James Leroy Wilson's blog

Tuesday, April 10, 2007

The Ever-Changing Presidential Candidate Selector

Thanks to Steve Scott, I found out there were changes in the 2008 Selectsmart Presidential Candidate Selector, that I blogged about last week. This is altogether necessary and appropriate, and I imagine changes will be continuous all the way until the first Tuesday in November, 2008.

I believe there are now more questions, but they are now just given "high" and "low" priority, with no "medium." On any question I found insufficiently nuanced, I rated a "neither" or "none" and the calculator created a new "ideal candidate" for me and rated real candidates against that.

Against my 100% ideal, Republican Rep. Ron Paul of Texas scored a very strong 96%. Next up, however, was a curiousity; the only third-party candidate in the running, although there are dozens. This one is a Libertarian, but I see no point in mentioning his/her name because no other Libertarian candidate was listed and I have no reason to assume I would have scored lower with any of them.

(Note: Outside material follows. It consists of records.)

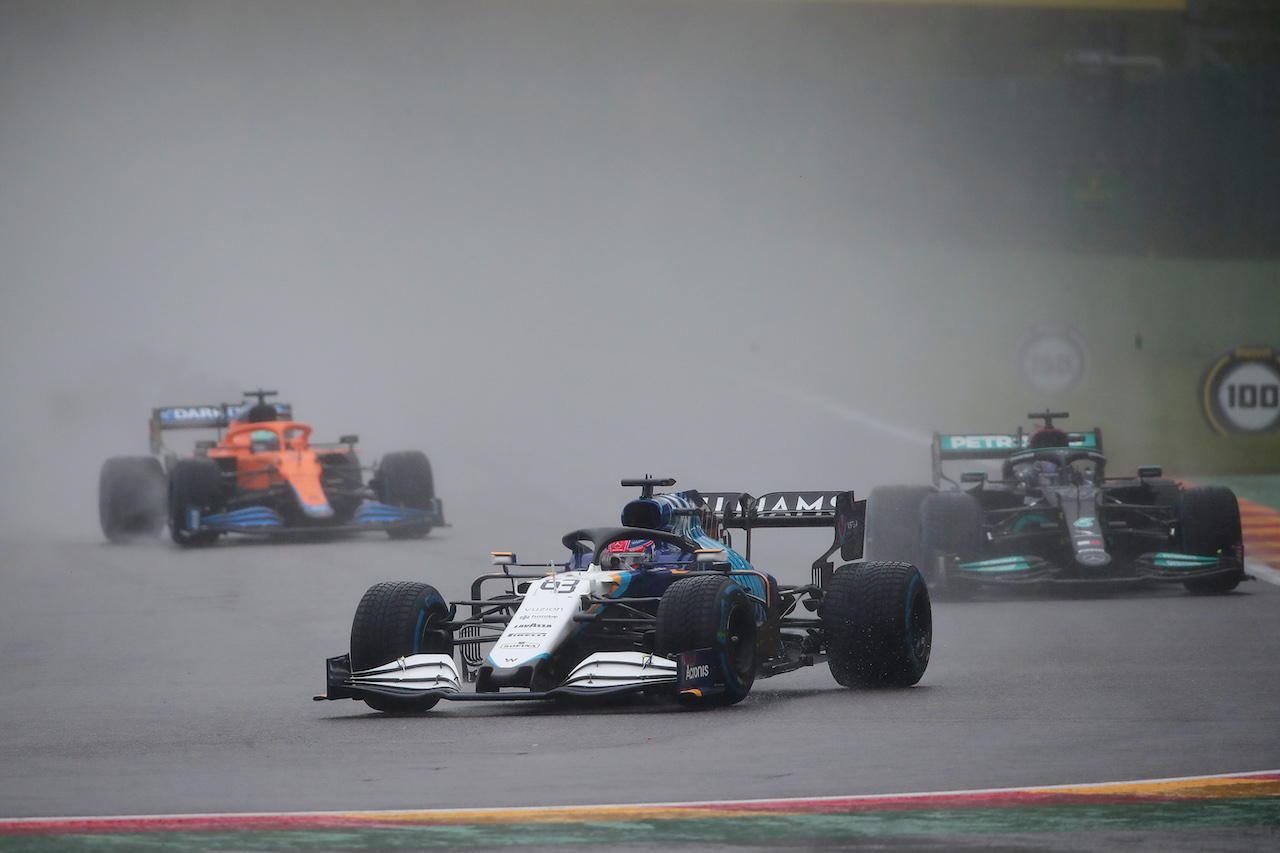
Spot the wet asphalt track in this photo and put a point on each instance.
(155, 680)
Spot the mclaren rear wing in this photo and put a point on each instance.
(836, 510)
(215, 416)
(995, 446)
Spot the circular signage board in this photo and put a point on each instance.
(1240, 391)
(1052, 359)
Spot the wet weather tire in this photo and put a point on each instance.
(195, 489)
(894, 523)
(711, 611)
(405, 479)
(950, 532)
(878, 624)
(1210, 521)
(131, 497)
(394, 620)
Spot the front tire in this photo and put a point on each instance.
(711, 611)
(878, 623)
(405, 479)
(195, 489)
(394, 620)
(131, 497)
(1210, 521)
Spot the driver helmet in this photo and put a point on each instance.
(264, 439)
(1046, 473)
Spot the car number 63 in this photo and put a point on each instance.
(560, 587)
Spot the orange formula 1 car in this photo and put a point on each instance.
(263, 475)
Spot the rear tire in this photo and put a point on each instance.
(131, 497)
(711, 611)
(195, 486)
(950, 527)
(894, 523)
(878, 623)
(394, 620)
(405, 479)
(1210, 521)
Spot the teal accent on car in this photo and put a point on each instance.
(1029, 520)
(1183, 561)
(999, 564)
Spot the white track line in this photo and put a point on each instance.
(1262, 573)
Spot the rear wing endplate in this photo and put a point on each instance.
(836, 510)
(996, 446)
(216, 416)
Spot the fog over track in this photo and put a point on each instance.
(150, 680)
(552, 245)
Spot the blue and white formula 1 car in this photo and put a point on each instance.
(659, 605)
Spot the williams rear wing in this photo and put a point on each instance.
(216, 416)
(835, 510)
(995, 446)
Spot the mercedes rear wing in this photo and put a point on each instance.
(836, 510)
(216, 416)
(996, 446)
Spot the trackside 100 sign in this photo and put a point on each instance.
(1240, 391)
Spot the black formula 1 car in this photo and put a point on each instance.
(659, 605)
(264, 477)
(1054, 515)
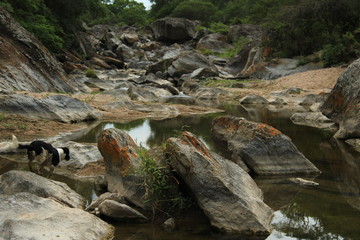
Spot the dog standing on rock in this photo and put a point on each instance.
(45, 155)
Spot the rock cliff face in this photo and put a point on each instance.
(343, 104)
(26, 64)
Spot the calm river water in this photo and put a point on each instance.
(328, 211)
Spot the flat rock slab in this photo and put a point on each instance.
(25, 216)
(264, 149)
(15, 181)
(343, 104)
(57, 108)
(228, 196)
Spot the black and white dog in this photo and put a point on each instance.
(45, 155)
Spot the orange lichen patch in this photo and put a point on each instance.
(228, 124)
(188, 138)
(116, 158)
(337, 100)
(267, 130)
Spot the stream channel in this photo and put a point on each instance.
(330, 210)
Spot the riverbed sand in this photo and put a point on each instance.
(315, 81)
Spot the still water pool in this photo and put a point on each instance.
(328, 211)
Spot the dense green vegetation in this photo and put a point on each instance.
(294, 27)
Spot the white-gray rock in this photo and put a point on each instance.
(15, 181)
(26, 216)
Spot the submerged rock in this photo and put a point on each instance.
(264, 149)
(343, 104)
(120, 212)
(227, 194)
(313, 119)
(15, 181)
(26, 216)
(190, 62)
(57, 108)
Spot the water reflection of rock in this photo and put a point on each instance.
(278, 192)
(346, 168)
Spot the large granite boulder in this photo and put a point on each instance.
(227, 194)
(254, 33)
(26, 216)
(173, 29)
(57, 107)
(216, 43)
(121, 161)
(343, 104)
(264, 149)
(190, 62)
(15, 181)
(193, 89)
(26, 64)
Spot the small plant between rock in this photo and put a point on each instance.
(161, 186)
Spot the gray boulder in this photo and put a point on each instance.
(80, 154)
(57, 107)
(173, 29)
(253, 32)
(342, 106)
(120, 212)
(264, 149)
(193, 89)
(227, 194)
(15, 181)
(216, 43)
(121, 160)
(253, 99)
(26, 64)
(313, 119)
(26, 216)
(190, 62)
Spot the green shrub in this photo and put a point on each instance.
(159, 185)
(236, 48)
(195, 10)
(90, 73)
(345, 49)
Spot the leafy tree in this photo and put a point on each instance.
(305, 27)
(163, 8)
(128, 12)
(195, 10)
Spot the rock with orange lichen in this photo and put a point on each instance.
(227, 194)
(343, 104)
(264, 149)
(121, 160)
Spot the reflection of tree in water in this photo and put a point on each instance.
(198, 125)
(319, 214)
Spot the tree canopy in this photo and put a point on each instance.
(295, 27)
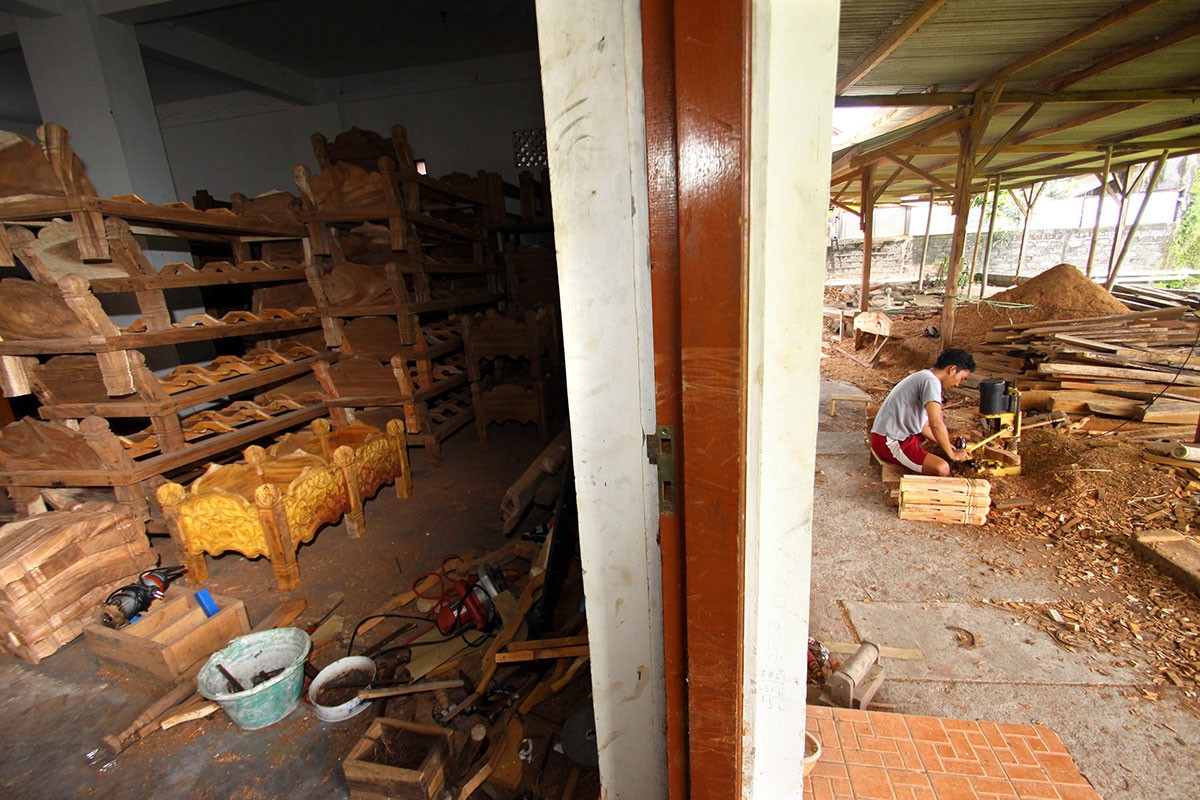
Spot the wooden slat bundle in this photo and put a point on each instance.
(945, 499)
(54, 567)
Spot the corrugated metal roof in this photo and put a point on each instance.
(1153, 46)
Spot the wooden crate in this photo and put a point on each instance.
(54, 567)
(425, 747)
(171, 638)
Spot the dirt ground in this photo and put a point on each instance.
(1061, 564)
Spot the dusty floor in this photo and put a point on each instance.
(975, 602)
(55, 713)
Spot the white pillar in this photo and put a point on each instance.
(592, 86)
(790, 124)
(89, 77)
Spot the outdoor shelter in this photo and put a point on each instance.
(990, 97)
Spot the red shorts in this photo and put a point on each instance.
(909, 453)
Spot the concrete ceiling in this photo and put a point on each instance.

The "high/low" priorities with no medium made some things more difficult. Iraq and foreign policy are to me the "highest" of the high priorities, but there is no way to judge only them high without making other issues seem so "low" as to be unimportant and distort the score. I did what I could.

I understand what Steve Scott meant when he said:

As usual on polls of this type, I can't help but question the reasons for each question. I had no more than 3 selections that were not answered "neither," so without the pollster having a clue as to what I do believe about each issue, how is it even possible to match me with a candidate? Some of the questions are impossible to answer anyway because the question is either the wrong one or disqualifies itself by its contradictions. Question 3 about balancing civil rights and security creates a false dichotomy, because these two items go together, and are not on opposite sides of a balance. Civil rights ensures individuals with the rights and responsibilities of defending themselves with arms, even numerous arms, creating security. The false dichotomy is based on the reality that enabling one to defend himself is itself viewed as an act of terrorism because of the strong emphasis on so-called security.


Perhaps that's just a good argument to take the test every month or so until the election - to see how the questions change, and to see how you yourself have changed. It shouldn't be the ultimate determinant of who one should support, but it can be a valuable guide.

I've come to realize that any questions that are sufficiently nuanced to satisfy me are to that extent distorted for others. Everyone is different. That's the damn shame about politics, and about everything. It's also the blessing.